Rendering of the new UI Museum of Art building. — image via the University of Iowa Museum of Art

The plan for a new building to house the University of Iowa Museum of Art (UIMA) has been given final approval by the Iowa Board of Regents, it was announced on Thursday.

“We’re very excited, and there’s also a deep sense of relief,” UIMA Interim Director Jim Leach told Little Village.

The museum’s original building was damaged in the 2008 flood. Since then, the exhibition space available for its approximately 14,000 piece collection has been confined to two rooms in the Iowa Memorial Union on campus and some shared space at the Figge Art Museum in Davenport.

The new plan calls for a three-story, 45,000-square-foot building. It will be built on the site of small parking lot next to the UI Main Library.

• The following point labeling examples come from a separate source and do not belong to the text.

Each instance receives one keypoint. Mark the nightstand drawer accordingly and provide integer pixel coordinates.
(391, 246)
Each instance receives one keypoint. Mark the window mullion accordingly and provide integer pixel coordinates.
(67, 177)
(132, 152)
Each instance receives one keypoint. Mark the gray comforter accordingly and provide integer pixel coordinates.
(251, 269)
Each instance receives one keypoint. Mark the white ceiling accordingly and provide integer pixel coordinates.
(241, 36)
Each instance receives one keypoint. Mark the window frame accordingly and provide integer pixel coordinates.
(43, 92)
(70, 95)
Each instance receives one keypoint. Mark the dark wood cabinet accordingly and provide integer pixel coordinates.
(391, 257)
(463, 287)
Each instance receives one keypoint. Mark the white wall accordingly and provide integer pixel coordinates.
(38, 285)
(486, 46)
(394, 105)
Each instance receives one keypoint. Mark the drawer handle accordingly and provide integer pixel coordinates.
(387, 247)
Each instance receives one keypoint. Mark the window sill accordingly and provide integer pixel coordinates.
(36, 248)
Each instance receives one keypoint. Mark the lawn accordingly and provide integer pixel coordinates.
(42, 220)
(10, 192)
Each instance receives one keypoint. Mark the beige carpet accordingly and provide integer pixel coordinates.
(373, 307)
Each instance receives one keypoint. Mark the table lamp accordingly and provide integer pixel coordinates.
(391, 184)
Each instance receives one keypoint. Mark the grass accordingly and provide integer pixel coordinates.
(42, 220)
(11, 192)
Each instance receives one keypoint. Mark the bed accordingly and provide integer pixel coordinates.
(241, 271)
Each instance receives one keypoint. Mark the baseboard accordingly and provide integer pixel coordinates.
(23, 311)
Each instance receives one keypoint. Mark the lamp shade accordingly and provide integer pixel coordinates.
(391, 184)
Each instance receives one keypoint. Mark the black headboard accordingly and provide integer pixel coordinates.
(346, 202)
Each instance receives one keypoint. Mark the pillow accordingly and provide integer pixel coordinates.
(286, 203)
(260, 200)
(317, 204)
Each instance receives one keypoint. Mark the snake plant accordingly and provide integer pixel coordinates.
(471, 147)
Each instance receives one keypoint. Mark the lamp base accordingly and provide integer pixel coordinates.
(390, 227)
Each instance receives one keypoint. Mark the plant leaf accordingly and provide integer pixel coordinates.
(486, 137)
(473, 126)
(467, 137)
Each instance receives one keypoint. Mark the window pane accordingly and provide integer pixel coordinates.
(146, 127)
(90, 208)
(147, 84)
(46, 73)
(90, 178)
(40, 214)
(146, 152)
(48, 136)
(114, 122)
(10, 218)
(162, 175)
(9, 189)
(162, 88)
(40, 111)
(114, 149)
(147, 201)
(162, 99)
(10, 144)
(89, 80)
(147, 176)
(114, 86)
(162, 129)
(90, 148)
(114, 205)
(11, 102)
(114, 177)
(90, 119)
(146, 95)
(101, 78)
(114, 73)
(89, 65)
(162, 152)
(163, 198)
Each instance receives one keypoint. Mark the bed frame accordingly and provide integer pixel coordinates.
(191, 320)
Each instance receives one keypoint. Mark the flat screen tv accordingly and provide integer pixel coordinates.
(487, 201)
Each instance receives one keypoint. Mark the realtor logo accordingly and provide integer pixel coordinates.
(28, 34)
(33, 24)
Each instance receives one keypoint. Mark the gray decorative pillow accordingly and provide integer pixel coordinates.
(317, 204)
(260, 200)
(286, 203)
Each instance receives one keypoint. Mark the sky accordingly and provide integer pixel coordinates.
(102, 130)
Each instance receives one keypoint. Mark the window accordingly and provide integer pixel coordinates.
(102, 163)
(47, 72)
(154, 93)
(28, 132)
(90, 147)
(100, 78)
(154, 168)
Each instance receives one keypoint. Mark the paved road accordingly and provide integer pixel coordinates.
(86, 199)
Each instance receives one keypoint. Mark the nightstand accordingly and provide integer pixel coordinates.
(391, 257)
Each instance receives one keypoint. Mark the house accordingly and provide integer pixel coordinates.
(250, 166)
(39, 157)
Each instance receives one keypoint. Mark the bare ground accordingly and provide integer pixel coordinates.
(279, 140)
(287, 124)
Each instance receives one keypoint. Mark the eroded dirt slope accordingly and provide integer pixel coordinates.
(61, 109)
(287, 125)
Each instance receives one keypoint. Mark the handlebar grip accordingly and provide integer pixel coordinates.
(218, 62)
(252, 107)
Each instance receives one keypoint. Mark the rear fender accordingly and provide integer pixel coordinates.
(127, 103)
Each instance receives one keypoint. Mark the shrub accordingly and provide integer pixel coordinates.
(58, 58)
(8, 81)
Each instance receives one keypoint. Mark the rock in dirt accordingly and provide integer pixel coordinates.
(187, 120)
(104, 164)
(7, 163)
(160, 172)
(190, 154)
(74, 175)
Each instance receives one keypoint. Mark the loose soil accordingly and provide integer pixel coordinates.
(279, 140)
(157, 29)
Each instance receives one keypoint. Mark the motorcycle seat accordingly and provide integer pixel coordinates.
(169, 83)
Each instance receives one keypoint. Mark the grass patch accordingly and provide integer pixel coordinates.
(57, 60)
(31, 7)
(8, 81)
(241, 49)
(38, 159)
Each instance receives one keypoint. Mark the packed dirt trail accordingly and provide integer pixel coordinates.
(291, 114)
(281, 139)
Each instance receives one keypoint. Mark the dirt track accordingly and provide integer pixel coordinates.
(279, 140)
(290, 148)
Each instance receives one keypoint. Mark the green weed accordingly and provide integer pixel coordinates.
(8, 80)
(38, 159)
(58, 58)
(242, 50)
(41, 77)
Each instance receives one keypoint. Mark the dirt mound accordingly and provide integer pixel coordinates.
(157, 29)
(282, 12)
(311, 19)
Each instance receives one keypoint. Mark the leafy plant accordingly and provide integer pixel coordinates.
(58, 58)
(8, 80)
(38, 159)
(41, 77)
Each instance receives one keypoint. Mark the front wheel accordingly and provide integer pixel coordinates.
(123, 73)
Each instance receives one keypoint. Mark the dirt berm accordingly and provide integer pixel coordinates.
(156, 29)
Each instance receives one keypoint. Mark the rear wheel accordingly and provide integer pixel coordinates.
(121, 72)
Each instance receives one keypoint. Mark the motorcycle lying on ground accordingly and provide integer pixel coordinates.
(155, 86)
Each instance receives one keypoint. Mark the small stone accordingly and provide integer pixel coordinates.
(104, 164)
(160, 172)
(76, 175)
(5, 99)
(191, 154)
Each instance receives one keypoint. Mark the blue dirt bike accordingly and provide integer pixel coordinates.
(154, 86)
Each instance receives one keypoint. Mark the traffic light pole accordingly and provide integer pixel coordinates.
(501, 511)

Leach, who teaches at the UI College of Law and was appointed UIMA interim director in 2016, said both the Regents and the university administration had been supportive through the long process of developing the plan for the new building.

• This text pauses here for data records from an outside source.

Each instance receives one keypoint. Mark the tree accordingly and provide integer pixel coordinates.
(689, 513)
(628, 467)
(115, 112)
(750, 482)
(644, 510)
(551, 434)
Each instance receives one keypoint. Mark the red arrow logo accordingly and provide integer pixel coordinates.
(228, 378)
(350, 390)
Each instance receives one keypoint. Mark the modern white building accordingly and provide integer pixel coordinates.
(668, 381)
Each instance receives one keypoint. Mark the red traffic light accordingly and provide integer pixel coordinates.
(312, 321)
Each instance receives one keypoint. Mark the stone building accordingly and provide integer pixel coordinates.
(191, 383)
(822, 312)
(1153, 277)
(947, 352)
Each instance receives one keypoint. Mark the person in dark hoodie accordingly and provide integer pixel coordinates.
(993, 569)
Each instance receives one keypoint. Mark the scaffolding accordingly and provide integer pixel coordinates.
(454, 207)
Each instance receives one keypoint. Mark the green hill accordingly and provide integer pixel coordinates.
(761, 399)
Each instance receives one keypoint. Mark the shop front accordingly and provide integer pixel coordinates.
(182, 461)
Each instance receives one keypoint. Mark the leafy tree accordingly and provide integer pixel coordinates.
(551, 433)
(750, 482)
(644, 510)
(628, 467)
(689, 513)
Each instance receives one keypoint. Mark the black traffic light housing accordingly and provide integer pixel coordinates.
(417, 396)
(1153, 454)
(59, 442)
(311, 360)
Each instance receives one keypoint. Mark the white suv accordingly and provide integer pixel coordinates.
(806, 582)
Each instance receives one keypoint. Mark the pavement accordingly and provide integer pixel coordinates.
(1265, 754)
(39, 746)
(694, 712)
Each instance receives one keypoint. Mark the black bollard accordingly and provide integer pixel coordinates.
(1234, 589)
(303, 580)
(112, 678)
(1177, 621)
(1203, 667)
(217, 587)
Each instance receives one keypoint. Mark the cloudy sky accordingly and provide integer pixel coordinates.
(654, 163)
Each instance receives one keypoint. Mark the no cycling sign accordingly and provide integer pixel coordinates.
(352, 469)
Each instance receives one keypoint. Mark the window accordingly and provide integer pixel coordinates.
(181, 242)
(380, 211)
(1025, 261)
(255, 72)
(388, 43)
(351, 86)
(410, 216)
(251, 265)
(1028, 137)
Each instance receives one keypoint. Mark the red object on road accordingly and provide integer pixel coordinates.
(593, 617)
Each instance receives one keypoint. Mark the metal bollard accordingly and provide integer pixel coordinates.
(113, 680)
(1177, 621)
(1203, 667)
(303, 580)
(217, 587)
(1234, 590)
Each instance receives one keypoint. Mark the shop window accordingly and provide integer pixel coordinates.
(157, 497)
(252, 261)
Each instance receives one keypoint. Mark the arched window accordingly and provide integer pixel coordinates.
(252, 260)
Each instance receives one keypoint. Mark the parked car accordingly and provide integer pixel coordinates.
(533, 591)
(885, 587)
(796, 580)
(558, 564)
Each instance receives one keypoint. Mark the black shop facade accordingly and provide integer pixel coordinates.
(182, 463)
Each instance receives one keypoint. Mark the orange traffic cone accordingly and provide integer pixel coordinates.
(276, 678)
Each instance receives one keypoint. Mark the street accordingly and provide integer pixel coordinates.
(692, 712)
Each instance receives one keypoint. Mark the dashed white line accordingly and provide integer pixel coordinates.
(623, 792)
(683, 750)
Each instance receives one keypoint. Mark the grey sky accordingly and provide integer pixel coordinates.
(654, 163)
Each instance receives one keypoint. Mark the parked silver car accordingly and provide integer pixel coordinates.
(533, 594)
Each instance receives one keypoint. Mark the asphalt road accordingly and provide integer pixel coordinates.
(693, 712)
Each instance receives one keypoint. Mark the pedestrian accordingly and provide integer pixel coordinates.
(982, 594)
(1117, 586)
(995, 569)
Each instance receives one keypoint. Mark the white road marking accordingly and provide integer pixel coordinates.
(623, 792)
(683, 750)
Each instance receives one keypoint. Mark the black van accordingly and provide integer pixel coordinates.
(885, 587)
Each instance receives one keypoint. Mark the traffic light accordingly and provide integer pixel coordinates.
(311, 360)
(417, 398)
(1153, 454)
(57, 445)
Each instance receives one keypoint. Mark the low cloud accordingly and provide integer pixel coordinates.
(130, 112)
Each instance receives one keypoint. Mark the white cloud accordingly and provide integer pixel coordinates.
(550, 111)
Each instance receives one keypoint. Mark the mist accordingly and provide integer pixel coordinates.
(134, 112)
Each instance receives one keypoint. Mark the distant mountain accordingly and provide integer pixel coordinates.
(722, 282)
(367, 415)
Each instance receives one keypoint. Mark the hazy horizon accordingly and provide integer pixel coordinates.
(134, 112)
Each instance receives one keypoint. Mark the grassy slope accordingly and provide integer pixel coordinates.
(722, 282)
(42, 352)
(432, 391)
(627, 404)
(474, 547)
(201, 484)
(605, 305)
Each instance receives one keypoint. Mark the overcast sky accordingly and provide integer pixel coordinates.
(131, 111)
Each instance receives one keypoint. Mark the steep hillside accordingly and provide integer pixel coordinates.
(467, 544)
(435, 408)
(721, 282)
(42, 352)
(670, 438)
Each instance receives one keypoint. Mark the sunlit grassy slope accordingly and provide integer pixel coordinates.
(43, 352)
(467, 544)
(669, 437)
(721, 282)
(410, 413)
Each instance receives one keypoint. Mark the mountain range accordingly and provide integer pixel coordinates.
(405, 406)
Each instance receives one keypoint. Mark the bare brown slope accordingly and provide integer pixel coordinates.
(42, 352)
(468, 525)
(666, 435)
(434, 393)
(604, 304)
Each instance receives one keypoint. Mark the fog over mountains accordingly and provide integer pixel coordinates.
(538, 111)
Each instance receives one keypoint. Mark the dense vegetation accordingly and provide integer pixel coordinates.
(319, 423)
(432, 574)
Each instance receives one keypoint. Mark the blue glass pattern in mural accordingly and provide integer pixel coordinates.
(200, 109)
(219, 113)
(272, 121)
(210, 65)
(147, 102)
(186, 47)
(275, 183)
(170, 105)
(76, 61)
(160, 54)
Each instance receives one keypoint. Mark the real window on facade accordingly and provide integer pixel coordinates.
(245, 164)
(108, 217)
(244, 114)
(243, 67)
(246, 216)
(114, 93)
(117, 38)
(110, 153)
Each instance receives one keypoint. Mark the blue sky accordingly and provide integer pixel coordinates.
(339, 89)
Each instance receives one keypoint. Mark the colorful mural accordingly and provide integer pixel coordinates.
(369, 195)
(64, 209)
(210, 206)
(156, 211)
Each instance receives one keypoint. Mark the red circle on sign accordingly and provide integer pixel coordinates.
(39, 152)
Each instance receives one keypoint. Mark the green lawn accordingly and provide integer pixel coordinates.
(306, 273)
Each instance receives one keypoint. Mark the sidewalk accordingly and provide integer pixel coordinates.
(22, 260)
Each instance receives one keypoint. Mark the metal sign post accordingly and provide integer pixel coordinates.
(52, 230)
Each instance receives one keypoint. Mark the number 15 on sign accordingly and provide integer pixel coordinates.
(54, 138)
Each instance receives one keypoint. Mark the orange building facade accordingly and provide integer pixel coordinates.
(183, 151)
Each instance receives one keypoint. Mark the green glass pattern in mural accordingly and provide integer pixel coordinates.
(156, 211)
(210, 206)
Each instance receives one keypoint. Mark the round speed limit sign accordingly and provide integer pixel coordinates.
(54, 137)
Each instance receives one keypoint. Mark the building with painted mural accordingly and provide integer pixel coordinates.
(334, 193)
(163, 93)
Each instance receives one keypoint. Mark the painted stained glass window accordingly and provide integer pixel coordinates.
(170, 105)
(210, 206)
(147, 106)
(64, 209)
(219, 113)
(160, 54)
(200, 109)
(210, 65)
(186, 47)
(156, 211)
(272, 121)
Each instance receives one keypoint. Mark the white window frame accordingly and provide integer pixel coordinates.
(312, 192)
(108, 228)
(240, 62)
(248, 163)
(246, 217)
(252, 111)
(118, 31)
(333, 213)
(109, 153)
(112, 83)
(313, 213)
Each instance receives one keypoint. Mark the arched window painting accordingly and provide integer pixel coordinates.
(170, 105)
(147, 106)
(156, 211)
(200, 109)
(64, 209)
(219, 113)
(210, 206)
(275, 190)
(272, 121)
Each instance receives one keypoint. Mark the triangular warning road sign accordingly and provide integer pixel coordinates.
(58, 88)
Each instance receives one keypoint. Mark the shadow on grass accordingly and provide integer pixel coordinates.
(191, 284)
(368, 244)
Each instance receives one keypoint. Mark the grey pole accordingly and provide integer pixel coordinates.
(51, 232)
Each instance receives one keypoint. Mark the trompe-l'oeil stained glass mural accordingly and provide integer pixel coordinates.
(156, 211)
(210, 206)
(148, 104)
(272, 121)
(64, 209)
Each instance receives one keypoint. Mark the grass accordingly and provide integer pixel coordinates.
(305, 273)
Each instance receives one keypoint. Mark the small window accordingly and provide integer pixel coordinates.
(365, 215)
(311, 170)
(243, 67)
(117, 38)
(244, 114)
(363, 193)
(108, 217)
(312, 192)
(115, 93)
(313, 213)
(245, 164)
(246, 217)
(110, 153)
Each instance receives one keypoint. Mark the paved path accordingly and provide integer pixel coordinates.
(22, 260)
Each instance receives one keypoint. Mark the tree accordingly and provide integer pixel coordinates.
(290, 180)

But that support doesn’t extend to the $50 million price tag for the project.

“So, we’re on our own,” Leach said. “We’re going to have to work hard to raise some funds.”

It’s a challenge Leach is familiar with. He served five terms in Congress, representing eastern Iowa from 1977 to 2007.

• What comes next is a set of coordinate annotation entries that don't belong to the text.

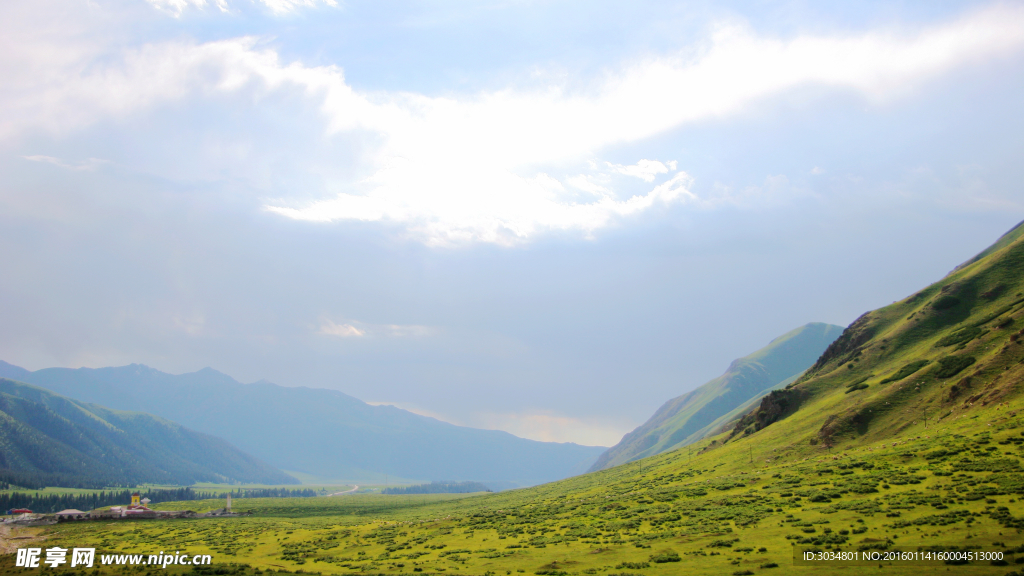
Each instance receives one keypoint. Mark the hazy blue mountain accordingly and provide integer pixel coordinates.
(701, 412)
(49, 440)
(320, 432)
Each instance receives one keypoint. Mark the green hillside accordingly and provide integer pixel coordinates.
(908, 434)
(49, 440)
(706, 410)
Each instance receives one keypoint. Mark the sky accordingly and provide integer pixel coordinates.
(547, 217)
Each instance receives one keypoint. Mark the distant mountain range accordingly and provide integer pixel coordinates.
(707, 410)
(49, 440)
(323, 433)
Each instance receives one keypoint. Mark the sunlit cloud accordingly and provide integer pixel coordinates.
(343, 330)
(355, 329)
(646, 170)
(279, 7)
(502, 166)
(90, 164)
(550, 426)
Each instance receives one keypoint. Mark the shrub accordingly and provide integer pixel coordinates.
(945, 302)
(905, 371)
(952, 365)
(960, 336)
(668, 557)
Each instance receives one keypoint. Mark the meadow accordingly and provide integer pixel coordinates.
(738, 509)
(906, 434)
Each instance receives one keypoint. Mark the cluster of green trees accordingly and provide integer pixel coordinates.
(55, 502)
(273, 493)
(439, 488)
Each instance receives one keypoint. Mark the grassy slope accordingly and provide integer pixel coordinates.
(699, 413)
(737, 505)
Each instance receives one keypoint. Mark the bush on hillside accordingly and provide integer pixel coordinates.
(960, 336)
(905, 371)
(952, 365)
(945, 302)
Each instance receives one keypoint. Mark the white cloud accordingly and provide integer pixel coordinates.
(646, 170)
(279, 7)
(89, 165)
(360, 329)
(344, 330)
(550, 426)
(487, 167)
(540, 425)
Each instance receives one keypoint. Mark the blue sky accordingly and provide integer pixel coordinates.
(546, 217)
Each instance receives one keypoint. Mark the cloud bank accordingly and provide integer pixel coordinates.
(499, 166)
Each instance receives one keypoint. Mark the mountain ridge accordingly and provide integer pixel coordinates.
(48, 439)
(699, 412)
(322, 432)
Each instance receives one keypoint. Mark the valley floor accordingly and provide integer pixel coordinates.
(741, 508)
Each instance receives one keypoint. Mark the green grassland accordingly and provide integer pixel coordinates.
(908, 432)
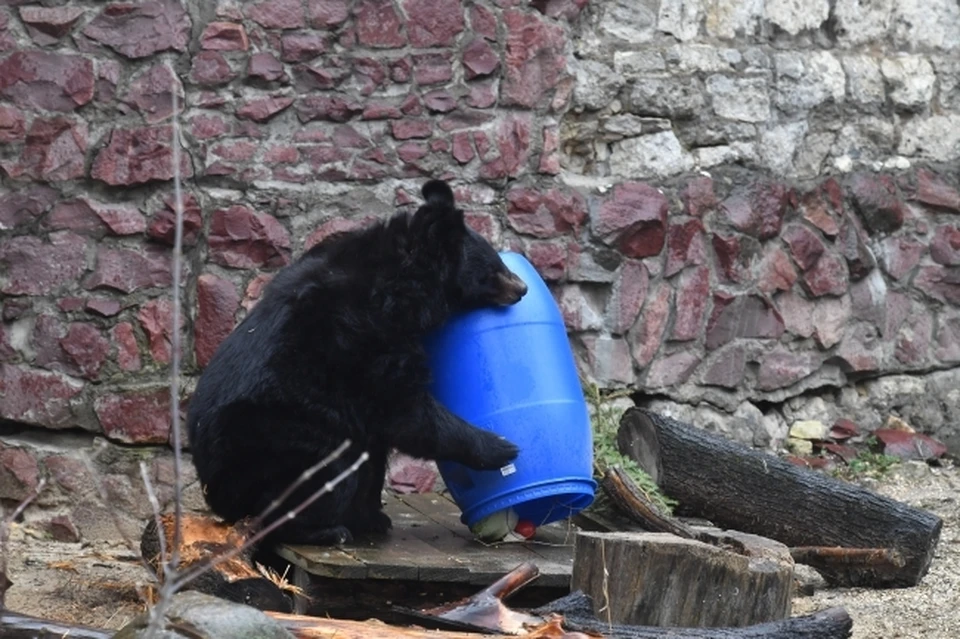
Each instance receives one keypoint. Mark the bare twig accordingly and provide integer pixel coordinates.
(5, 582)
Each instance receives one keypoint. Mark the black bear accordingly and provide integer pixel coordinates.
(333, 351)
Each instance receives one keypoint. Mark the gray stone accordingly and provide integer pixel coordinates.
(597, 85)
(910, 79)
(733, 18)
(794, 16)
(779, 145)
(807, 80)
(743, 99)
(860, 22)
(864, 80)
(680, 18)
(657, 155)
(667, 97)
(935, 138)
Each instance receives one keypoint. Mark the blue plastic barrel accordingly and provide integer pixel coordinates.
(510, 370)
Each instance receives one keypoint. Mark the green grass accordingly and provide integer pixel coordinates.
(606, 423)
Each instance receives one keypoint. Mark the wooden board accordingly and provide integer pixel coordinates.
(429, 544)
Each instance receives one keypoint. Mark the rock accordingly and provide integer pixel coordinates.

The challenge is made harder by the UIMA not having access to a major source of funds that was available to three recently completed arts-related buildings: Hancher Auditorium and the Visual Arts and Voxman buildings. According to Leach, those buildings received more than 60 percent of their construction funding from the Federal Emergency Management Agency (FEMA), as part of the agency’s post-flood restoration efforts in Iowa City.

“FEMA has been generous to the university, but it has drawn the line at funding the museum,” Leach explained. “The [original museum building] is still intact, so they consider it usable.”

Insurance companies disagree. The museum would not be able insure its collection, which is valued at more than $500 million, if the art was housed in a building vulnerable to future flooding.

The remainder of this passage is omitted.